Nei primi anni ’70, l’ospedale psichiatrico di Sassari, come molti manicomi italiani dell’epoca, era un posto terribile ma pieno di idee nuove, di esperienze generose, di speranze e prospettive. Dopo il durissimo sciopero degli infermieri nell’inverno del ’72, con i titoli dell’Espresso “Sassari, la fossa dei serpenti” e la visita di Franco Basaglia, la Provincia di Sassari aveva avviato una sorta di gemellaggio con quella di Trieste, dove lavorava Basaglia e dove erano andati per periodi di formazione gruppi di medici e infermieri. Le innovazioni cominciarono così a essere incoraggiate e nonostante opposizioni, resistenze e paure che venivano soprattutto dall’alto, in breve tempo cambiarono molte cose e il muro che divideva il manicomio dalla città anche a Sassari cominciò a incrinarsi. Alle feste, alle mostre, ai concerti che si facevano a Rizzeddu partecipavano tante persone, ai convegni sulle alternative al manicomio non c’erano solo operatori, i medici dirigenti e gli amministratori dicevano di sostenere il cambiamento.  

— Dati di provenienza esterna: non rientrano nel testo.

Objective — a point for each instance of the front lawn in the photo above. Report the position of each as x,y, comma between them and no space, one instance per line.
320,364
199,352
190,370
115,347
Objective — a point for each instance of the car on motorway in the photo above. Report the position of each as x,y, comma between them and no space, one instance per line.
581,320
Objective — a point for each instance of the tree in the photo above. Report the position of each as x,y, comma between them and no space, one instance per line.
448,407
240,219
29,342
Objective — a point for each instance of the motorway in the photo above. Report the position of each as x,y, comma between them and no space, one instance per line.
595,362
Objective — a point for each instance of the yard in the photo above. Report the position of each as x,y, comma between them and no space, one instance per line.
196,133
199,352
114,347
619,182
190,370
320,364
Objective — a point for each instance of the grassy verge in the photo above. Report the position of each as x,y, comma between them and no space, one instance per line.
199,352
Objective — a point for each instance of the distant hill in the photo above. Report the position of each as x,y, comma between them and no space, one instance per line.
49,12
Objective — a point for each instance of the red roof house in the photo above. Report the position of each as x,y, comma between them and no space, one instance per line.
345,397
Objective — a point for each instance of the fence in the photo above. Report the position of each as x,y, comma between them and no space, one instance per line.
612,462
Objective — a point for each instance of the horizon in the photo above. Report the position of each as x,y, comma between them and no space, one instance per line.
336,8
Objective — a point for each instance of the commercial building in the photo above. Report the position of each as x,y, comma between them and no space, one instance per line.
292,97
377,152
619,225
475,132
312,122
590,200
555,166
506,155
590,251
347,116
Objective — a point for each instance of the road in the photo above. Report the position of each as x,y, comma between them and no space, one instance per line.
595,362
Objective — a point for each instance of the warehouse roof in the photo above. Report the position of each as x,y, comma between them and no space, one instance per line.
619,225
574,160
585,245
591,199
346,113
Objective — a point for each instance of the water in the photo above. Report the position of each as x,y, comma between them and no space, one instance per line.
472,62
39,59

Cercavamo, con gli studenti del Laboratorio di cittadinanza, testimoni e documenti di quegli anni. Quando è riemerso lo sguardo del fotografo francese senza nome, le sue foto e la loro storia hanno affascinato tutti ma ci hanno anche consegnato due compiti non da poco. Uno, forse il più facile, è quello di ritrovare il nome di questo fotografo, la sua storia e lui stesso. L’altro è quello di ritrovare quello sguardo che una parte della società, certo minoritaria ma tutt’altro che irrilevante, ha indirizzato per molti anni verso il manicomio e i suoi sintomi, stimolata da operatori che volevano cambiare. Oggi rischiamo di non saper più riconoscere quei sintomi, o forse guardiamo altrove per disperazione o convenienza.